Henri se souleva sur son coude et regarda Joyeuse en ouvrant de grands yeux.
– Qu'est-ce à dire? fit-il.
Joyeuse supporta le regard interrogateur du roi avec la plus grande sérénité.
– Sire, dit-il, c'est la chose du monde la plus facile à comprendre. Du Bouchage est amoureux, seulement il avait mal entamé les négociations amoureuses; il faisait fausse route, de sorte que le pauvre enfant maigrissait, maigrissait…
– En effet, dit le roi, je l'ai remarqué.
– Et devenait sombre, sombre, mordieu! comme s'il eût vécu à la cour de Votre Majesté.
Un certain grognement, parti du coin de la cheminée, interrompit Joyeuse qui regarda tout étonné autour de lui.
– Ne fais pas attention, Anne, dit Henri en riant, c'est quelque chien qui rêve sur un fauteuil.
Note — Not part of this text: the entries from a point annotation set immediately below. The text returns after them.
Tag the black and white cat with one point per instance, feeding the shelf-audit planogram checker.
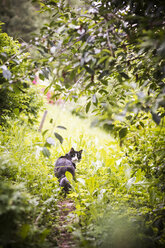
(67, 163)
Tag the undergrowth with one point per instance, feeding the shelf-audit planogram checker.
(116, 204)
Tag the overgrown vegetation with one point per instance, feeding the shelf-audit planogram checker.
(17, 95)
(107, 58)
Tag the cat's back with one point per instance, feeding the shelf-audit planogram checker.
(63, 161)
(62, 165)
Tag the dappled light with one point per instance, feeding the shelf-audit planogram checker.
(82, 135)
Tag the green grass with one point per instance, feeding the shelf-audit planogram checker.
(110, 202)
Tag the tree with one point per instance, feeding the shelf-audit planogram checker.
(112, 51)
(19, 17)
(17, 95)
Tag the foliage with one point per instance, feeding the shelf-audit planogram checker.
(27, 190)
(116, 202)
(20, 18)
(17, 95)
(110, 51)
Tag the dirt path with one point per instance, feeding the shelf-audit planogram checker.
(65, 239)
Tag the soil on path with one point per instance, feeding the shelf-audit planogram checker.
(65, 239)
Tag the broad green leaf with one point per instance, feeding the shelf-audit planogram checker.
(69, 176)
(88, 106)
(89, 70)
(123, 132)
(46, 152)
(50, 141)
(59, 137)
(62, 127)
(6, 73)
(124, 75)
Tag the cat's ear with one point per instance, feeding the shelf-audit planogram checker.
(72, 149)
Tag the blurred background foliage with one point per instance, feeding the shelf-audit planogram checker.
(106, 60)
(20, 18)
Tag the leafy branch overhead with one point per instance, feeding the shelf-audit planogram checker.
(117, 46)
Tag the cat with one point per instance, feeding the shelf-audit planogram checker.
(67, 163)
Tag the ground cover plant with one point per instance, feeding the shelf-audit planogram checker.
(115, 202)
(103, 61)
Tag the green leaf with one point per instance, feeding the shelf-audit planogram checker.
(44, 132)
(124, 75)
(50, 141)
(89, 70)
(69, 176)
(41, 76)
(6, 73)
(88, 106)
(59, 137)
(62, 127)
(46, 152)
(123, 132)
(94, 100)
(156, 118)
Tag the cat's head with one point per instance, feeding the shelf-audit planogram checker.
(75, 155)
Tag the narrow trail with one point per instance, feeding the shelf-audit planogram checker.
(65, 239)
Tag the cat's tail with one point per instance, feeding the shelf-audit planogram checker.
(65, 184)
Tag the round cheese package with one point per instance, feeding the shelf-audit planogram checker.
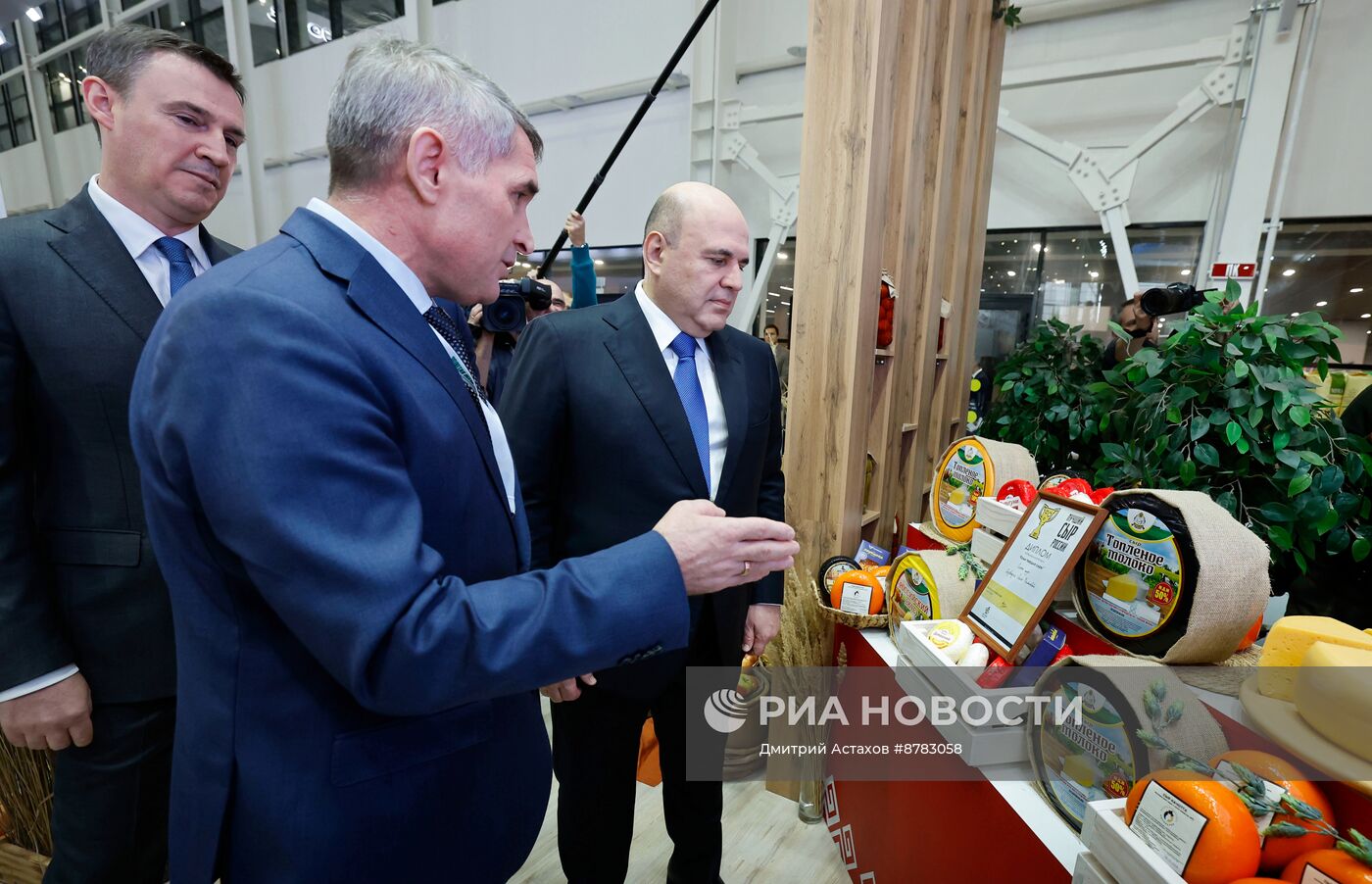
(967, 469)
(925, 586)
(1173, 576)
(1098, 754)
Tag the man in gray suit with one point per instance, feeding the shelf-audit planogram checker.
(88, 664)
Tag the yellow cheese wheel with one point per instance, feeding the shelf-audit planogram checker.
(1334, 695)
(1287, 644)
(967, 469)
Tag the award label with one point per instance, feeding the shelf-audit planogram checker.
(1168, 825)
(1021, 582)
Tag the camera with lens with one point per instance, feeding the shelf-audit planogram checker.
(1173, 298)
(507, 315)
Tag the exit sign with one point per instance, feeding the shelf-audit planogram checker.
(1234, 270)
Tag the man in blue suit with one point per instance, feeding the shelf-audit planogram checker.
(335, 508)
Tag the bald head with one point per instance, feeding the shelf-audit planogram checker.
(695, 250)
(676, 202)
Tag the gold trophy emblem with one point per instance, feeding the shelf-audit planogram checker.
(1046, 515)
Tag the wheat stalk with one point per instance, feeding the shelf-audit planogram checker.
(26, 798)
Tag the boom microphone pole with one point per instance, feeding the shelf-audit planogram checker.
(633, 123)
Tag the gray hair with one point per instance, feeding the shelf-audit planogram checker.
(393, 86)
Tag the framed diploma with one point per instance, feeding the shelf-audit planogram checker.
(1033, 563)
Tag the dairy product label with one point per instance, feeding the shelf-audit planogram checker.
(909, 595)
(1168, 825)
(960, 482)
(1086, 761)
(1134, 574)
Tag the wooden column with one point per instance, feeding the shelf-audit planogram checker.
(899, 127)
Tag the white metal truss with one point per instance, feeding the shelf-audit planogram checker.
(1255, 72)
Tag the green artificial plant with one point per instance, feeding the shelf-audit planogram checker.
(1221, 405)
(1043, 400)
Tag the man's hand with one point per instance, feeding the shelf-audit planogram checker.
(761, 626)
(565, 691)
(51, 718)
(575, 228)
(716, 552)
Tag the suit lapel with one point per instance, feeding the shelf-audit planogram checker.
(372, 290)
(96, 254)
(641, 363)
(733, 389)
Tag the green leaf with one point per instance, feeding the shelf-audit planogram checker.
(1279, 537)
(1276, 513)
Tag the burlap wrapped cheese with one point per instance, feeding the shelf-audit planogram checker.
(969, 468)
(1179, 582)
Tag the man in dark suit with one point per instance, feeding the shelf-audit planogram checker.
(88, 663)
(614, 414)
(335, 507)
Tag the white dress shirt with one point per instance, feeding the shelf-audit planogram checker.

Tu disais donc, mon ami, que ce pauvre du Bouchage devenait triste.
– Oui, sire, triste comme la mort: il paraît qu'il a rencontré de par le monde une femme d'humeur funèbre; c'est terrible, ces rencontres-là. Toutefois, avec ce genre de caractère, on réussit tout aussi bien qu'avec les femmes rieuses; le tout est de savoir s'y prendre.